HC: Excellent.  You have an outstanding program of artists, my bias of course being for Rusty Scruby…
CW: of course (she gives me a wide grin)
HC: I am also very excited to see you exhibiting some of Harry Geffert’s bronze works. Do you have any plans to expand or rework your current programming?

Harry Geffert

CW: Yeah, and I don’t want to give too much away.  In terms of growth, I’ve kept the gallery small and it will continue to be small in size, but I don’t think it will be small in programming. As always, I look at a lot of artists work.  I do a lot of studio visits. I talk to a lot of people and I keep my eyes and ears open.  In that way there will always be expansion. If you want to talk nuts and bolts, I did a lot of group shows in my first year, and those will now parlay into more focused solo shows for the group of artists that I am working with. For the fall there is a really nice concentration of three artists, including Rusty Scruby in November and December, and Harry Geffert in October, and Charlotte Smith in September to kick off the Fall Gallery Walk.  Art fairs are always something that is a consideration.  In terms of expansion, another thing that I’m interested in is education in the programming.  And that may, at first, end up being a collaborative effort with the Contemporary Art Dealers of Dallas.
HC: And congratulations for becoming a new member of CADD.
CW: Yes, thank you. I was one of the charter members of CADD when I was under the blanket of PanAmerican ArtProjects Dallas. Being a part of the entity, I felt a lot of nurturing toward its creation and early growth.  And so I felt happy to be invited back, by my colleagues, as my own gallery. So thank you.

Cris Worley Fine Arts at the Dallas Art Fair January 2011
William Cannings' sculpture in front

HC: You just mentioned your experience with art fairs, and you participated in the Dallas Art Fair as Cris Worley Fine Arts this past January.  How would you compare your experience with the Dallas Art Fair with your past experience at art fairs outside of Dallas?

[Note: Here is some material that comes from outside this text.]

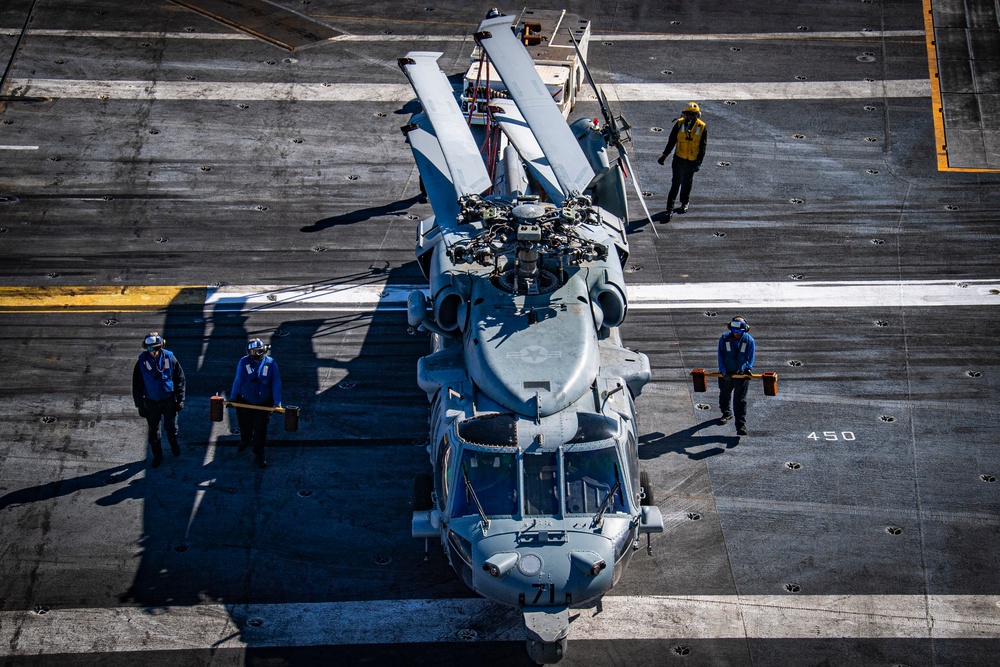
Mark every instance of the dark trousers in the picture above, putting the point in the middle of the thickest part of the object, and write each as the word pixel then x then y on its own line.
pixel 683 177
pixel 157 411
pixel 253 428
pixel 734 391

me visiting Cris in the PanAmerican ArtProjects booth
at Red Dot Fair Miami, 2007

CW: Well, doing an art fair in your own home town is like an extension of your own gallery and your own gallery openings, and it just feels really good. When you go out of town, and you are setting up shop so to speak, in these foreign countries, or in cities where you’re having to maneuver – which I mean, it can be great, there is a lot of excitement but also extreme uncertainty. It’s great to meet new people, did that too here in Dallas.  And that was also one of the wonderful things about doing the Dallas Art Fair - being in the larger context of the Dallas Art Fair, I met so many new wonderful, enthusiastic and cool people. But, you know, when you’re in another country or in a city other than your own, you’re supporting artists that people may or may not have ever heard of.  You have to expect a bit of a learning curve for people. You just expect that will become a relationship building that will evolve over time. In fact, this whole business is about evolving relationships.
HC: What’s on the horizon for Cris Worley Fine Arts?
CW: I am very interested in working with emerging, innovative, forward thinking artists, but I’m also interested in working with what I call the veteran artists who maybe value a different approach.  I also, at the same time, am interested in new methodologies, new ideas, new media in art, but I’m also extremely focused on technique and skill, and a bit of formalism. So you will continue to see those kind of things evolve here.  I think, for a large part, it will be up to the artists as well. So I’m really excited to continue a relationship with them. You know, the work is always the end result.  I am very honored to be a witness to the process of seeing a body of work come into existence.
HC: So to wrap up, you’ve got Charlotte Smith opening the season in September, followed by Harry Geffert in October into November and then Rusty Scruby closing out 2011….
CW: Yes, and then I have Paul Manes, Maysey Craddock and Murielle White for the spring time periods. I’m still working on January, I have several ideas I am considering.

Cris Worley Fine Arts first show for the 2011/2012 art season opens tonight with new works by Charlotte Smith. A catalog has been published with an essay by Catherine D. Anspon.